Developing an ante-mortem detection technique for different species would be of significance in improving the surveillance employing a One Health strategy.To achieve this goal, a universal indirect ELISA was established for serologically detecting Mycobacterium tuberculosis complex infection for multiple live hosts by using a fusion protein of MPB70, MPB83, ESAT6, and CFP10 common in M.tb, M.bovis, and M.
caprae as the coating antigen (MMEC) and HRP-labeled simply southern cat shirt fusion protein A and G as a secondary antibody.After testing the known positive and negative sera, the receiver operating characteristic curves were constructed to decide the cut-off values.Then, the diagnostic sensitivity and specificity of MMEC/AG-iELISA were determined as 100.00% (95% CI: 96.
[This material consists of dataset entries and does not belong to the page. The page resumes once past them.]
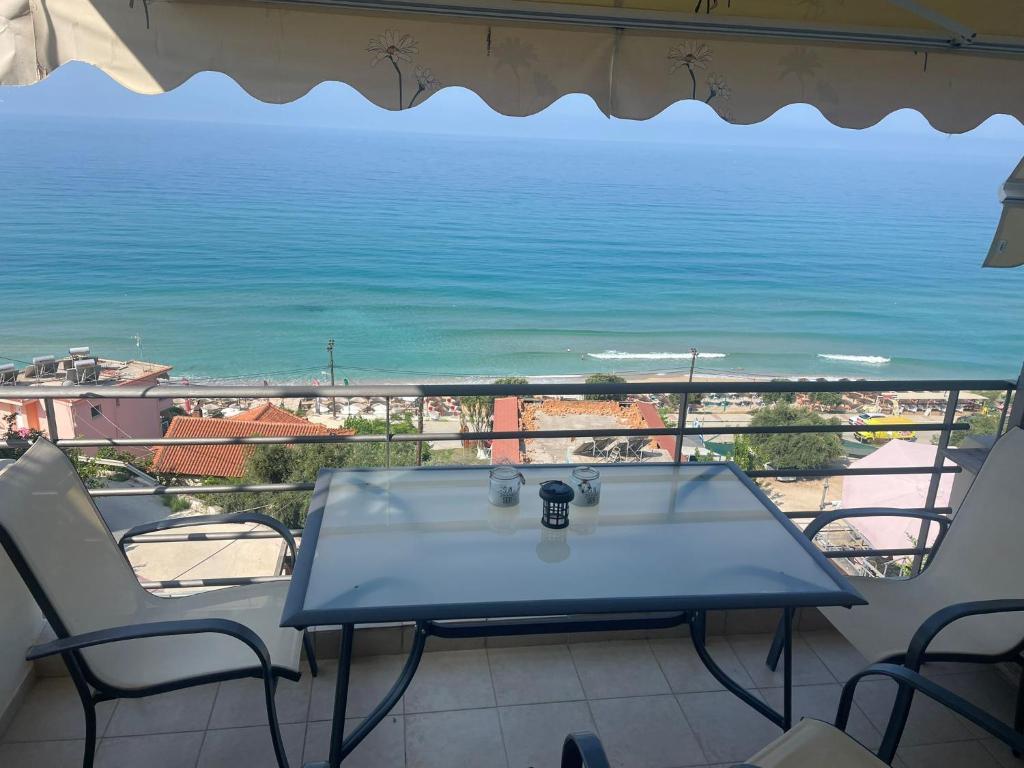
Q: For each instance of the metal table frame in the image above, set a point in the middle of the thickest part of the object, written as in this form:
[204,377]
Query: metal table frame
[694,615]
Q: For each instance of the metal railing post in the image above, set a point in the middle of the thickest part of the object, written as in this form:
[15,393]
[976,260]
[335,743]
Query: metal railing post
[684,402]
[1005,412]
[933,486]
[1017,412]
[387,432]
[51,420]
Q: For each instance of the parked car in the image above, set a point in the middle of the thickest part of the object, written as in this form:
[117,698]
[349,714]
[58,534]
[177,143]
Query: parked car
[877,435]
[863,418]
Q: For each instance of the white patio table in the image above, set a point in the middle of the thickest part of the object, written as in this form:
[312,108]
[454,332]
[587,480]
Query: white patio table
[666,544]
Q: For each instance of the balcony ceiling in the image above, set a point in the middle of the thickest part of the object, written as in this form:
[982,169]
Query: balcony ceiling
[954,61]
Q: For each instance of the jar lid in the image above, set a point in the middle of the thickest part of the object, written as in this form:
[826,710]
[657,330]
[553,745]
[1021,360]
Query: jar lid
[556,491]
[505,472]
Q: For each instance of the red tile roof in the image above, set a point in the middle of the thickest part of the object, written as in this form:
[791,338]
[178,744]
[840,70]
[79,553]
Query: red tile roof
[268,413]
[226,461]
[652,420]
[506,420]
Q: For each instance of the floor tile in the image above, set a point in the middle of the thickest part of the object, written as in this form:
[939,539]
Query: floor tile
[243,702]
[645,732]
[820,702]
[451,680]
[807,668]
[454,739]
[609,670]
[383,748]
[726,727]
[686,673]
[987,689]
[370,680]
[66,754]
[929,723]
[954,755]
[534,733]
[251,748]
[160,751]
[186,710]
[842,659]
[543,673]
[1001,753]
[53,711]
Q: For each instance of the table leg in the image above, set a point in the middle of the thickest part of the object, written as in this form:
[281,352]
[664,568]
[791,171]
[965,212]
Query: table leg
[698,636]
[342,747]
[787,672]
[341,695]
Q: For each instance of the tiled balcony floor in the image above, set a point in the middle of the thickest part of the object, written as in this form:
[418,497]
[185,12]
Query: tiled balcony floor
[649,699]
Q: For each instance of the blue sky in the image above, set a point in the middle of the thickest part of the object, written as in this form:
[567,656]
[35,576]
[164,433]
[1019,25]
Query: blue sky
[80,90]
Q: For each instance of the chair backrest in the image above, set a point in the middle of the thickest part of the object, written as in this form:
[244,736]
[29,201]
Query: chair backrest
[71,560]
[981,558]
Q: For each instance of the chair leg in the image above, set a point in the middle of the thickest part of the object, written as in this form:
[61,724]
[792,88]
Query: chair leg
[307,643]
[776,647]
[90,734]
[270,687]
[1019,715]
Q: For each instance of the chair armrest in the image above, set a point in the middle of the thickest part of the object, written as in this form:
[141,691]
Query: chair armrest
[155,629]
[942,619]
[829,517]
[179,522]
[910,681]
[583,751]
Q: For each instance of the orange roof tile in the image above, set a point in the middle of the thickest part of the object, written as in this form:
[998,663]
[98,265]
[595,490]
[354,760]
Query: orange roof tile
[222,461]
[506,420]
[268,413]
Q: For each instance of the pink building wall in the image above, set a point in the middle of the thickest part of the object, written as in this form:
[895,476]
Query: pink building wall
[119,417]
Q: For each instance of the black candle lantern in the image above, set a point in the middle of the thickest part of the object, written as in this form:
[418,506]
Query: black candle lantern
[556,496]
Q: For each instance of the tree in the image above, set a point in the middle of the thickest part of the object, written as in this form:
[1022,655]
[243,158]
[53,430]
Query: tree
[804,451]
[981,424]
[279,464]
[827,400]
[742,454]
[604,379]
[477,409]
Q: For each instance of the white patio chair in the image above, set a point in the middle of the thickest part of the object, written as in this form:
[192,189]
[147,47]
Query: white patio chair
[979,558]
[813,743]
[118,640]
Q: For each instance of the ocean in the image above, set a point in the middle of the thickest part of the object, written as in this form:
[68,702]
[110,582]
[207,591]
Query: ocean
[235,252]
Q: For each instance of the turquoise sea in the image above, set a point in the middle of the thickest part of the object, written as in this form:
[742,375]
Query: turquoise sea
[236,252]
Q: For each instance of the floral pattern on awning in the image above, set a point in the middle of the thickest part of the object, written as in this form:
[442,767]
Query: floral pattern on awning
[279,52]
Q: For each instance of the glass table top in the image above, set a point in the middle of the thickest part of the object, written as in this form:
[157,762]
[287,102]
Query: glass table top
[420,544]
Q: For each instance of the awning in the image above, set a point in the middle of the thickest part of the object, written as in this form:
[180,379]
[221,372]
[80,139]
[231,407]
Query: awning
[954,61]
[1008,245]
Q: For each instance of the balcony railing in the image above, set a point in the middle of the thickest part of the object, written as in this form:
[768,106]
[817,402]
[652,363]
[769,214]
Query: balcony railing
[944,428]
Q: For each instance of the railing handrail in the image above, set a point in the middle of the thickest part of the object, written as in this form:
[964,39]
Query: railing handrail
[179,391]
[948,390]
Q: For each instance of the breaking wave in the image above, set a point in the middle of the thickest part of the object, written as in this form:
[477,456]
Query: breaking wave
[868,359]
[612,354]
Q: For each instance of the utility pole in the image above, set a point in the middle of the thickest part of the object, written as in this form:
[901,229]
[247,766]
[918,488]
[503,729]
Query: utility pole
[330,353]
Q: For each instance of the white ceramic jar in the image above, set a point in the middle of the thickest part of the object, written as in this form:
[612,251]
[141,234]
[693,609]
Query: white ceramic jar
[586,482]
[505,483]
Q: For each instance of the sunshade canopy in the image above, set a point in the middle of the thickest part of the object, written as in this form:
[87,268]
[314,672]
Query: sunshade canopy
[957,62]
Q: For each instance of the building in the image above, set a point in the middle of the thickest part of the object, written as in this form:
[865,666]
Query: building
[228,461]
[81,417]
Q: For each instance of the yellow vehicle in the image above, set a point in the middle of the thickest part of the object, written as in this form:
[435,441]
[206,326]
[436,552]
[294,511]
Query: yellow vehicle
[880,435]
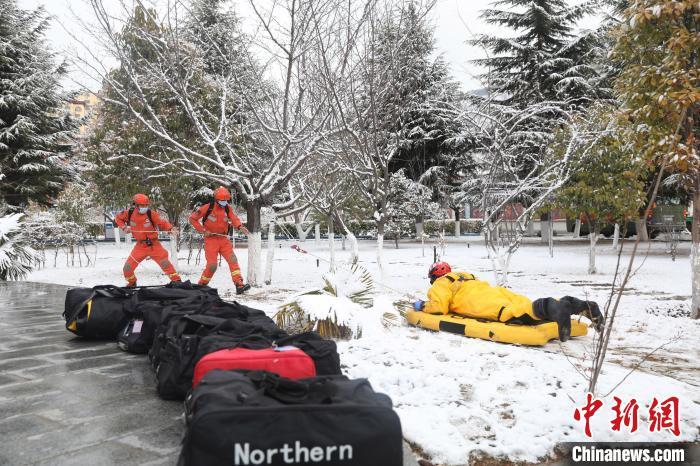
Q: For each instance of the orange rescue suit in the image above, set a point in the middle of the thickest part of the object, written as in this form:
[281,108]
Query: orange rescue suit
[462,293]
[145,232]
[215,228]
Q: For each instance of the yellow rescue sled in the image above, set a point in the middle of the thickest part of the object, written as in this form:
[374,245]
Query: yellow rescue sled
[532,335]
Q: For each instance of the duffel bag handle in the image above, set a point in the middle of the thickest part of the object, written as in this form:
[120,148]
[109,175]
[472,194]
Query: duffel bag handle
[291,391]
[228,324]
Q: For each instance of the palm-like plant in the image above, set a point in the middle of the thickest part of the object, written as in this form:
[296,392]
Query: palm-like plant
[16,258]
[331,310]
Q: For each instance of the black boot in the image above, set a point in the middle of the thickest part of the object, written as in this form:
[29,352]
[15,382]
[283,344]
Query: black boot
[242,289]
[555,311]
[588,309]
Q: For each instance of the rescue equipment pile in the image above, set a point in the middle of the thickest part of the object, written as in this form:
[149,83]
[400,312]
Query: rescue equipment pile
[254,394]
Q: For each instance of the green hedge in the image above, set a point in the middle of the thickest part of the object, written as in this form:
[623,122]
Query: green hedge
[434,227]
[368,228]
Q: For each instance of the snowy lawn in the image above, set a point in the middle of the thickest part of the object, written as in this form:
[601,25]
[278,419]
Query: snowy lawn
[459,397]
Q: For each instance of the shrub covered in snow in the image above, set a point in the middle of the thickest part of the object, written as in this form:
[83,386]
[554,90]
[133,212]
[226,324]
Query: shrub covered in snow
[334,310]
[16,258]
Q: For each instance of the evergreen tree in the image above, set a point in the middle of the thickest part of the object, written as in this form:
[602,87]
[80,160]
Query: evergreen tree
[407,200]
[545,60]
[35,134]
[657,47]
[416,110]
[118,135]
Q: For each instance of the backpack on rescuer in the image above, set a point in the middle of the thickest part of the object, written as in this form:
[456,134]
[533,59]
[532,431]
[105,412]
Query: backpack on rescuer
[210,207]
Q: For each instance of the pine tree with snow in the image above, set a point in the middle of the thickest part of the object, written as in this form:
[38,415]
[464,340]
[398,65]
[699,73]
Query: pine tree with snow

90%, 100.00%) and 100.00% (95% CI: 98.44%, 100.
00%) for M.bovis infection of cattle, 100.00% (95% CI: 95.00%, 100.
00%) and borstlist självhäftande 100.0% (95% CI: 96.80%, 100.00%) for M.
bovis infection of sheep, 90.74% (95% CI: 80.09%, 95.98%) and 98.
63% (95% CI: 95.14%, 99.76%) for M.bovis infection of cervids, 100.
00% (95% CI: 15.81%, 100.00%) and 98.81% (95% CI: 93.
54%, 99.97%) for M.bovis infection of monkeys, 100.00% (95% CI: 86.
82%, 100.00%) and 94.85% (95% CI: 91.22%, 97.
03%) for M.tb infection of humans.Furthermore, this MMEC/AG-iELISA likely detects M.caprae infection in roe deer.
Thus this method has a promising application in serological TB surveillance for multiple animal species thereby providing evidence for taking further action in TB control.